Er kam in immer lüsternere Spannung. Die unbestimmten Formen im Schatten
erregten ihm Furcht und Kitzel; jede Straßenecke lockte schauerlich. In
enge Nebengassen ließ er sich ein wie in Abenteuer, hielt bei einem
Wispern aus einem Fenster unter Herzklopfen den Schritt an. Hier und da
ging eine Tür bei seinem Nahen leise auf, einmal streckte sich ein rosa
bekleideter Arm nach Unrat aus. Er entfloh, ganz überrieselt, und sah
sich unvermittelt am Hafen -- zum zweitenmal heut, und er betrat diese
Gegend sonst in Jahren nicht. Schiffe türmten sich schwarz, unter
Rinnsalen von Mondlicht. Unrat kam auf den Gedanken, die Künstlerin
Fröhlich sei darauf, sie schlafe in einer Kajüte; vor Morgengrauen werde
das Nebelhorn brüllen und die Künstlerin Fröhlich davonfahren in ferne
Länder. Bei dieser Vorstellung ward Unrats Drang zu handeln, zuzufassen,
ganz ungestüm. Zwei Arbeiter stapften herbei, der eine von rechts, der
andere von links. Dicht bei Unrat trafen sie sich, und der eine sagte:
»Na, wo geit hen, Klaas?«
Der zweite antwortete düster und im Baß:
»Duhn supen.«
Unrat mußte sinnen über das Wort: wo er es heute schon gehört habe, und
was es besage. Denn er hatte in sechsundzwanzig Jahren die Mundart nicht
verstehen gelernt.

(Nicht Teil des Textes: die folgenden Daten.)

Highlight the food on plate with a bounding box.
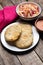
[36,20,43,31]
[5,24,21,42]
[5,23,33,49]
[15,24,33,48]
[18,3,39,18]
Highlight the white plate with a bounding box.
[1,22,39,52]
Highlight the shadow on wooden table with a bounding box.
[1,41,39,55]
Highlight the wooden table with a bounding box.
[0,0,43,65]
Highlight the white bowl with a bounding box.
[16,2,41,20]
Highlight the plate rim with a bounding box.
[1,22,39,52]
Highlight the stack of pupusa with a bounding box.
[5,23,33,49]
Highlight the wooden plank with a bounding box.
[0,0,21,65]
[1,0,13,7]
[0,44,21,65]
[18,51,43,65]
[0,56,5,65]
[35,40,43,62]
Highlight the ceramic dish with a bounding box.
[1,22,39,52]
[16,2,41,20]
[35,16,43,32]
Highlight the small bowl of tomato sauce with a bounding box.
[35,16,43,32]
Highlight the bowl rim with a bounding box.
[35,16,43,32]
[16,1,42,19]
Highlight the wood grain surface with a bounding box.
[0,0,43,65]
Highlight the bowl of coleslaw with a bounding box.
[16,2,41,20]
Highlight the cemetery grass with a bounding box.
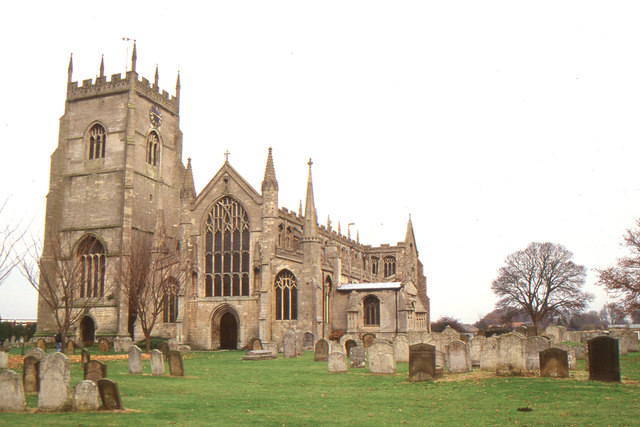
[0,351,640,426]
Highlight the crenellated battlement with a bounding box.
[67,71,179,114]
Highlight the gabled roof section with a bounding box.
[193,161,262,210]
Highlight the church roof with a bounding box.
[338,282,402,291]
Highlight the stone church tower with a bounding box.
[38,45,429,349]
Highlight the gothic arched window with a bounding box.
[274,270,298,320]
[204,196,251,297]
[384,256,396,277]
[362,295,380,326]
[162,277,179,323]
[147,131,160,166]
[89,124,107,160]
[76,236,106,298]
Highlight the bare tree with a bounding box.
[18,232,110,339]
[118,237,185,352]
[596,219,640,314]
[491,243,593,331]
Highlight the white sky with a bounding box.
[0,0,640,322]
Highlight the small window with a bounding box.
[362,295,380,326]
[89,124,107,160]
[147,132,160,166]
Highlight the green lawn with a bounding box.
[0,351,640,426]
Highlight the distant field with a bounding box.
[0,350,640,426]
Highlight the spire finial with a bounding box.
[67,53,73,83]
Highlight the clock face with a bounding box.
[149,105,162,129]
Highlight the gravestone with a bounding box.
[496,332,527,375]
[302,332,313,350]
[127,345,142,375]
[362,334,376,348]
[282,331,297,358]
[525,336,550,371]
[540,347,569,378]
[98,338,111,353]
[22,356,40,393]
[327,353,347,373]
[169,350,184,377]
[587,336,620,382]
[80,348,91,368]
[367,341,396,374]
[393,335,409,362]
[149,350,164,375]
[98,378,124,411]
[349,347,367,368]
[446,341,471,374]
[469,336,486,366]
[409,344,437,381]
[84,360,107,383]
[67,340,76,354]
[158,341,171,360]
[71,380,100,411]
[480,337,500,371]
[0,369,27,412]
[38,352,70,411]
[313,338,329,362]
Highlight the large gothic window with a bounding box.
[147,131,160,166]
[205,196,251,297]
[162,277,178,323]
[384,256,396,277]
[89,124,107,160]
[76,236,106,298]
[362,295,380,326]
[274,270,298,320]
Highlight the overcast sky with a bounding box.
[0,0,640,322]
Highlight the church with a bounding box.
[38,44,430,349]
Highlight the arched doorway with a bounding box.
[80,316,96,347]
[211,304,240,350]
[220,312,238,350]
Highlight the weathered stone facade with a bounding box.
[38,48,430,349]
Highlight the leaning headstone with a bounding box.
[480,337,500,371]
[313,338,329,362]
[71,380,100,411]
[587,336,620,382]
[98,378,124,411]
[128,345,142,375]
[327,353,347,373]
[446,341,471,374]
[409,344,437,381]
[362,334,376,348]
[367,341,396,374]
[282,331,297,358]
[149,349,164,375]
[158,341,171,360]
[67,340,76,354]
[38,352,70,411]
[349,347,367,368]
[393,335,409,362]
[84,360,107,383]
[22,356,40,393]
[540,347,569,378]
[525,336,550,371]
[80,348,91,368]
[169,350,184,377]
[98,338,111,353]
[0,369,27,412]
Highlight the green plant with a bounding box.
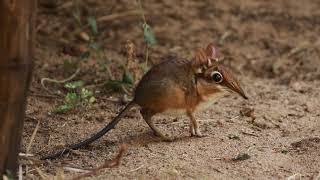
[53,81,96,114]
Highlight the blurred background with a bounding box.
[23,0,320,179]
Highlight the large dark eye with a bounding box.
[211,71,223,83]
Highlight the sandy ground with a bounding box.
[21,0,320,179]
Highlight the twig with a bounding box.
[63,167,90,173]
[128,164,144,173]
[29,93,59,98]
[26,120,40,154]
[19,164,23,180]
[72,145,128,180]
[29,160,48,180]
[137,0,149,67]
[41,68,80,92]
[137,0,147,24]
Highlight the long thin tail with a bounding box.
[41,101,134,160]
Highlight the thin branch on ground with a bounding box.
[26,120,40,154]
[41,68,80,92]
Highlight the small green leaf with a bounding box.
[87,17,98,36]
[65,92,79,105]
[89,96,97,104]
[105,80,123,92]
[122,72,134,84]
[143,23,157,45]
[64,81,84,89]
[140,63,150,74]
[63,59,78,70]
[80,51,90,59]
[89,42,101,51]
[81,88,93,99]
[52,104,72,114]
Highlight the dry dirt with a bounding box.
[21,0,320,179]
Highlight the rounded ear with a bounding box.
[206,43,217,59]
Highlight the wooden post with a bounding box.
[0,0,36,179]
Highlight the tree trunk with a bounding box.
[0,0,36,179]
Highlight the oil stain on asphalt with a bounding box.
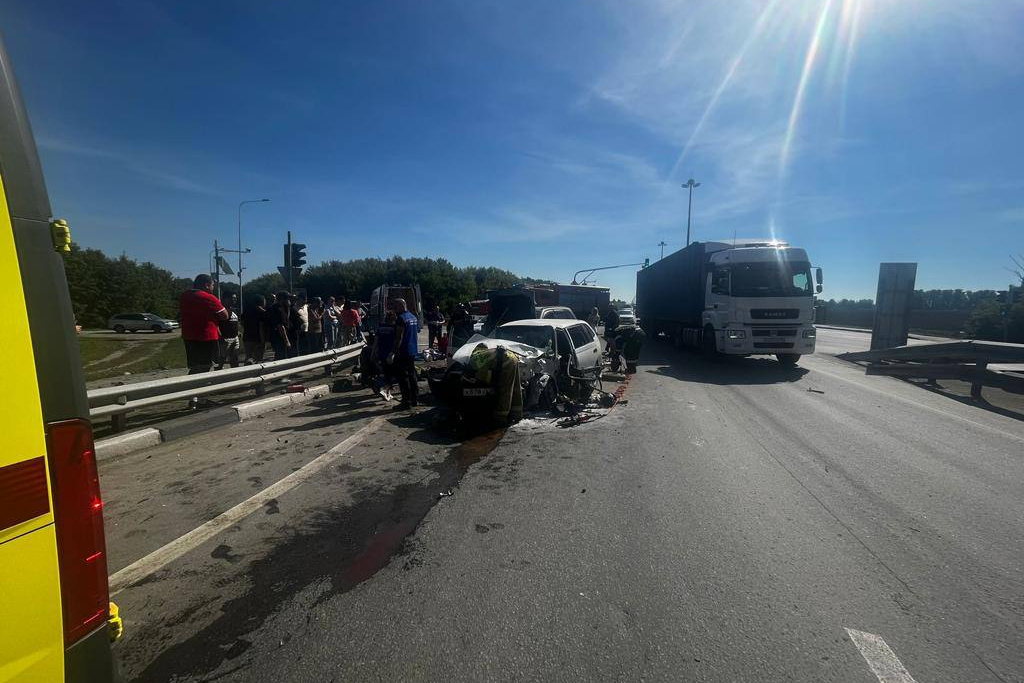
[134,429,505,682]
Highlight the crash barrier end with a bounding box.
[96,384,331,461]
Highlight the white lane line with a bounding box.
[812,368,1024,443]
[110,417,384,596]
[846,629,915,683]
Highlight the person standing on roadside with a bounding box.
[306,297,324,353]
[217,294,240,370]
[341,301,362,346]
[266,292,295,360]
[387,299,420,411]
[427,304,444,348]
[324,296,341,348]
[178,272,227,375]
[292,294,309,355]
[604,304,618,340]
[242,295,267,366]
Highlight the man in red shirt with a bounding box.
[178,272,227,375]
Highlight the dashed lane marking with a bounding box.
[846,629,915,683]
[110,417,384,596]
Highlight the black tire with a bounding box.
[700,325,718,358]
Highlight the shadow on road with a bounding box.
[637,341,808,384]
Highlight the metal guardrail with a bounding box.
[837,341,1024,398]
[88,342,366,429]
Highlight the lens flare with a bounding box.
[669,0,779,178]
[778,0,834,178]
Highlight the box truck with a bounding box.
[637,240,821,366]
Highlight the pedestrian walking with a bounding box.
[427,304,444,348]
[292,294,309,355]
[324,296,341,348]
[604,304,618,340]
[242,295,267,365]
[387,299,420,410]
[306,297,324,353]
[217,294,241,370]
[266,292,295,360]
[341,301,362,346]
[370,310,397,400]
[178,272,227,375]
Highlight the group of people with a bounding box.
[179,273,366,374]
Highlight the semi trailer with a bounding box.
[637,240,821,366]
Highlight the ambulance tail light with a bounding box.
[46,420,110,645]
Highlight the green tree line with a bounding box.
[65,245,536,328]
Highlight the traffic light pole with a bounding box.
[210,240,220,299]
[285,230,294,294]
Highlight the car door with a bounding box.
[568,323,601,370]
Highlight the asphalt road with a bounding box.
[100,331,1024,683]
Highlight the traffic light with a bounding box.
[50,218,71,254]
[288,242,306,268]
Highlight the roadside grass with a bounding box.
[78,337,185,382]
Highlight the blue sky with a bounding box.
[0,0,1024,298]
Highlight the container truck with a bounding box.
[637,240,821,366]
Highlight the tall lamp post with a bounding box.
[681,178,700,247]
[239,200,270,307]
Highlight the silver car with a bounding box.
[106,313,180,334]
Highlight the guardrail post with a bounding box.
[971,360,988,400]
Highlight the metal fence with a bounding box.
[88,342,365,430]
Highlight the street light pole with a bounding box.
[681,178,700,247]
[239,200,270,306]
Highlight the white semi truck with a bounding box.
[637,240,821,366]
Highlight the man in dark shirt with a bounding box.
[178,272,227,375]
[387,299,420,411]
[242,296,266,365]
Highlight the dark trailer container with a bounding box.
[637,242,715,335]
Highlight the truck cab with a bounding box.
[702,242,820,365]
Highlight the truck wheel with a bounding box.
[700,325,718,358]
[775,353,800,368]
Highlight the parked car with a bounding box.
[494,318,601,373]
[106,313,181,334]
[537,306,577,321]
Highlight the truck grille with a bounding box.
[751,308,800,321]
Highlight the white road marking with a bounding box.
[846,629,915,683]
[110,417,384,597]
[812,368,1024,443]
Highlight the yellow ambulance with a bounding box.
[0,38,118,683]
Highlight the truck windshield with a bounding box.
[495,325,554,349]
[730,261,813,297]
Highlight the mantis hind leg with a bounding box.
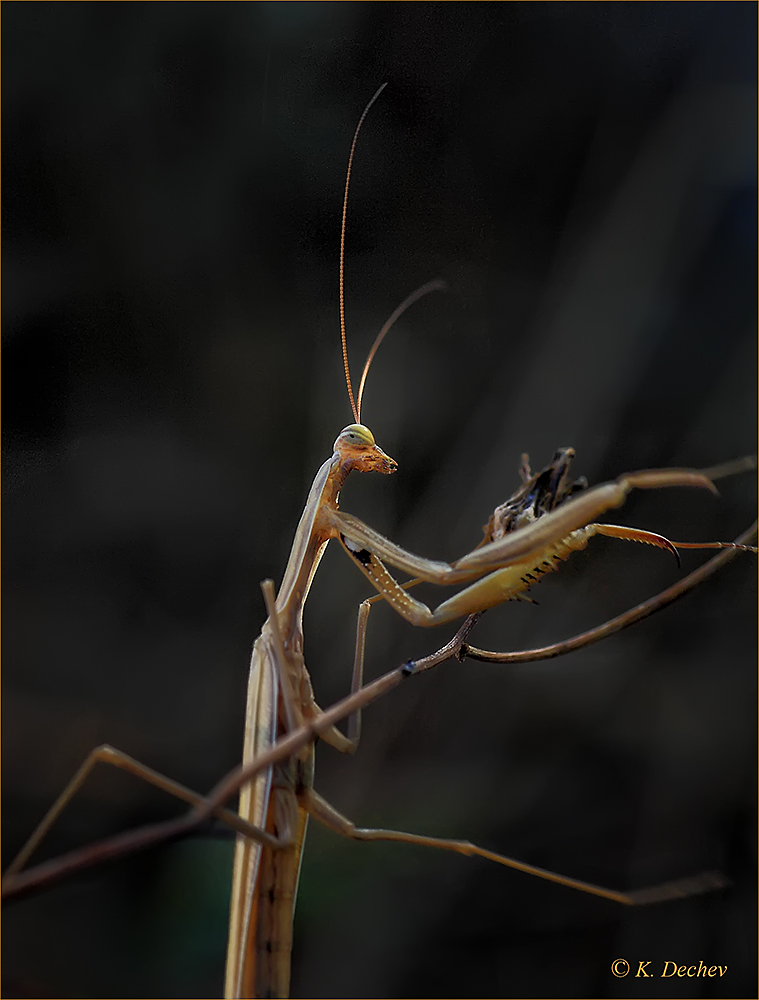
[301,791,728,906]
[4,743,278,878]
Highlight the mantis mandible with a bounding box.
[2,91,756,996]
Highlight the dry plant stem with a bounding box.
[2,522,757,899]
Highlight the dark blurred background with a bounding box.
[2,3,756,997]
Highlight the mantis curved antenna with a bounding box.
[340,83,446,424]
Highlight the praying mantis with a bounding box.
[2,80,756,995]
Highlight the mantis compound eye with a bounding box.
[335,424,375,447]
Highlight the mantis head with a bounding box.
[335,424,398,476]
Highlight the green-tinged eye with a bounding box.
[340,424,374,445]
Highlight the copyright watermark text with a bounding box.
[611,958,727,979]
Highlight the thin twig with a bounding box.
[2,522,757,899]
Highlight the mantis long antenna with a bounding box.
[348,278,448,424]
[340,83,387,424]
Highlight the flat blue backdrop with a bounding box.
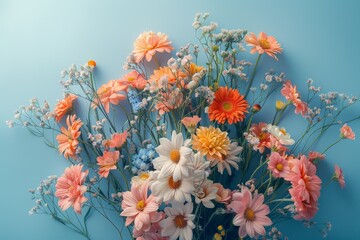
[0,0,360,240]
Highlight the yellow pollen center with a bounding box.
[139,173,150,180]
[136,200,145,211]
[259,39,271,49]
[168,176,181,189]
[244,208,255,222]
[174,215,187,228]
[223,102,233,112]
[170,149,180,163]
[276,163,284,171]
[280,128,286,135]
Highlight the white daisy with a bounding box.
[150,171,194,203]
[210,142,243,175]
[160,202,195,240]
[267,124,295,145]
[194,179,218,208]
[152,131,192,181]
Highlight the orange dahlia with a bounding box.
[208,87,249,124]
[193,126,230,161]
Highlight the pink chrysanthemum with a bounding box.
[228,187,272,238]
[120,184,161,232]
[55,165,88,214]
[245,32,282,60]
[133,32,174,63]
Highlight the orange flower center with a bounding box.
[170,149,180,163]
[259,39,271,49]
[223,102,233,112]
[244,208,255,222]
[276,163,284,172]
[174,215,187,228]
[136,200,145,211]
[139,173,150,180]
[168,176,181,189]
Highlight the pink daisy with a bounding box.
[55,165,89,214]
[229,187,272,238]
[120,184,161,231]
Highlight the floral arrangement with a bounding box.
[7,14,359,240]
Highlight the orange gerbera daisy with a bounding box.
[193,126,230,161]
[245,32,282,60]
[208,87,249,124]
[56,115,83,159]
[133,32,174,63]
[55,94,77,122]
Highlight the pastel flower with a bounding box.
[268,152,289,178]
[119,70,147,90]
[208,87,249,124]
[133,32,174,63]
[334,164,345,188]
[160,202,195,240]
[151,172,194,203]
[152,131,192,181]
[120,184,161,231]
[93,80,127,113]
[194,179,218,208]
[96,151,120,178]
[56,115,83,159]
[55,164,89,214]
[192,126,230,161]
[54,94,77,122]
[181,115,201,133]
[228,187,272,238]
[245,32,282,60]
[109,131,129,149]
[340,123,355,140]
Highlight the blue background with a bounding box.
[0,0,360,240]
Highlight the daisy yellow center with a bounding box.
[139,173,150,180]
[280,128,286,135]
[259,39,271,49]
[276,163,284,171]
[223,102,233,112]
[170,149,180,163]
[244,208,255,222]
[136,200,145,211]
[174,215,187,228]
[168,176,181,189]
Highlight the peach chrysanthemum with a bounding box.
[56,115,83,159]
[193,126,230,161]
[208,87,248,124]
[93,80,127,113]
[133,32,174,63]
[245,32,282,60]
[55,94,77,122]
[55,165,89,214]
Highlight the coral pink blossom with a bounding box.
[96,151,120,178]
[229,187,272,238]
[119,70,147,90]
[245,32,282,60]
[340,123,355,140]
[93,80,127,113]
[285,155,321,220]
[56,115,83,159]
[54,94,77,122]
[133,32,174,63]
[334,165,345,188]
[120,183,161,232]
[55,165,88,214]
[181,115,201,133]
[109,131,129,149]
[268,152,289,178]
[213,183,232,204]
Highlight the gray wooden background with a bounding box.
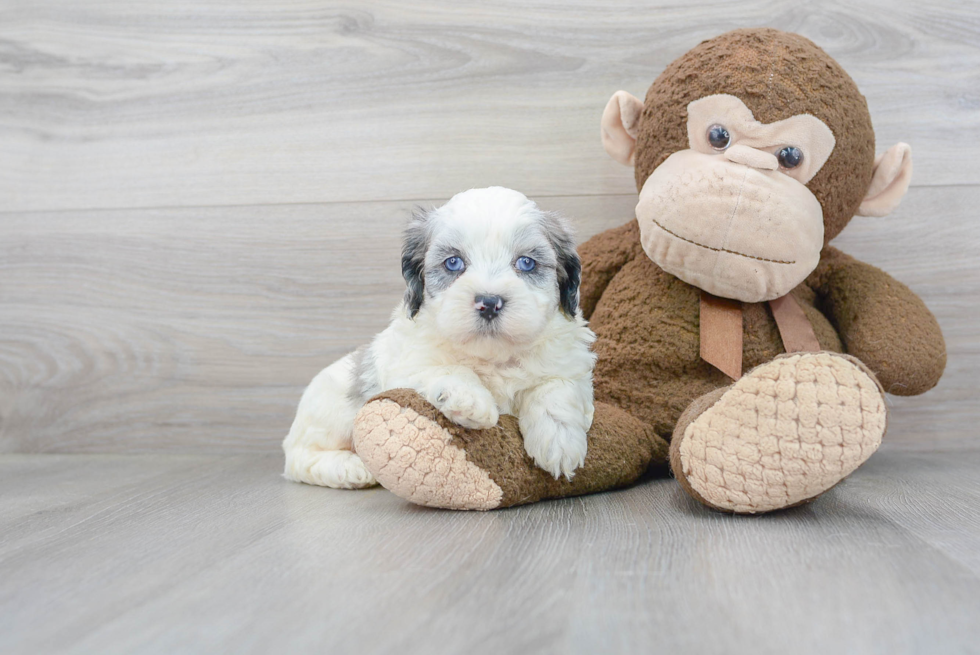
[0,0,980,453]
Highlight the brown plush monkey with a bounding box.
[355,29,946,513]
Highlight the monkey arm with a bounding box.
[578,220,641,320]
[808,246,946,396]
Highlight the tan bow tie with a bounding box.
[701,291,820,380]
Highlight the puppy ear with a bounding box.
[402,207,430,318]
[544,214,582,318]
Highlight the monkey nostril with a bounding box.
[473,296,504,321]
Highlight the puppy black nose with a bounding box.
[473,296,504,321]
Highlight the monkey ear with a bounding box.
[601,91,643,166]
[858,143,912,216]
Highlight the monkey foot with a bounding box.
[670,352,886,514]
[354,389,667,510]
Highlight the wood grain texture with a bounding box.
[0,0,980,211]
[0,187,980,453]
[0,452,980,655]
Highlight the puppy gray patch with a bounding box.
[402,207,432,318]
[540,212,582,318]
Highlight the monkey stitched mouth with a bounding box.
[650,218,796,264]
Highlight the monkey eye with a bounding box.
[442,257,464,273]
[708,124,732,150]
[776,146,803,168]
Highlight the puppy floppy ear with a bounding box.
[544,214,582,318]
[402,207,431,318]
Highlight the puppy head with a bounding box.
[402,187,581,345]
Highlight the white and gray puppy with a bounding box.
[283,187,595,489]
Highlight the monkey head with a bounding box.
[602,29,912,302]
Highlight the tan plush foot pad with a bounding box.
[354,399,503,510]
[671,352,886,513]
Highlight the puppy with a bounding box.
[283,187,595,489]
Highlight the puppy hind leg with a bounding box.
[282,355,377,489]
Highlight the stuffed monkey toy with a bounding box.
[354,29,946,513]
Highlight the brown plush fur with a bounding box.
[636,29,875,243]
[579,221,946,439]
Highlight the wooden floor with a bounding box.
[0,0,980,655]
[0,447,980,655]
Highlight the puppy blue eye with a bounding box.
[517,257,538,273]
[776,146,803,168]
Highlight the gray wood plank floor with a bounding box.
[0,446,980,655]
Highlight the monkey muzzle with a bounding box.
[636,150,824,302]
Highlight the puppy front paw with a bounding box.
[521,414,589,480]
[429,384,500,430]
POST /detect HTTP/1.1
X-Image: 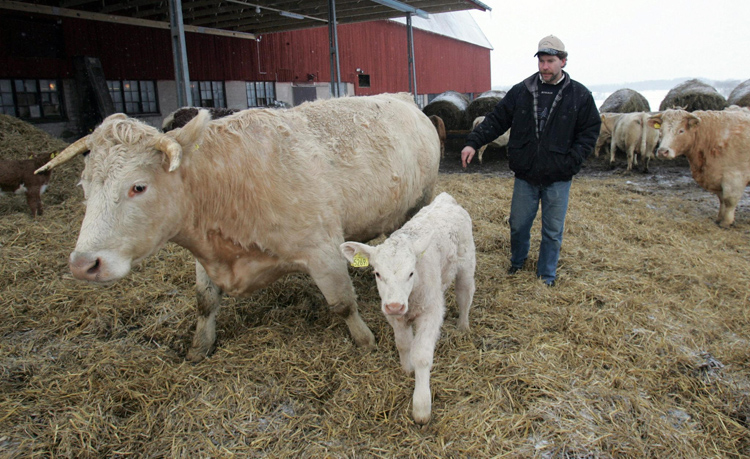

Er folgte den beiden Proletariern und ihrem zu
erschließenden Sprachschatz durch mehrere kotige »Twieten«. In einer
etwas breiteren steuerten sie im Bogen auf ein weitläufiges Haus zu, mit
ungeheurem Scheunentor, worüber vor dem Bilde eines blauen Engels eine
Laterne schaukelte. Unrat vernahm Musik. Die Arbeiter verschwanden im
Flur, der eine sang mit. Unrat bemerkte im Eingang einen bunten Zettel
und las ihn. Er zeigte eine »Abendunterhaltung« an. Als Unrat in der
Mitte war, stieß er auf etwas, das ihm Keuchen und einen Schweißausbruch
verursachte, und fing, in der Furcht und der Hoffnung, sich geirrt zu
haben, von vorn an. Auf einmal riß er sich los und stürzte sich in das
Haus, wie in einen Abgrund.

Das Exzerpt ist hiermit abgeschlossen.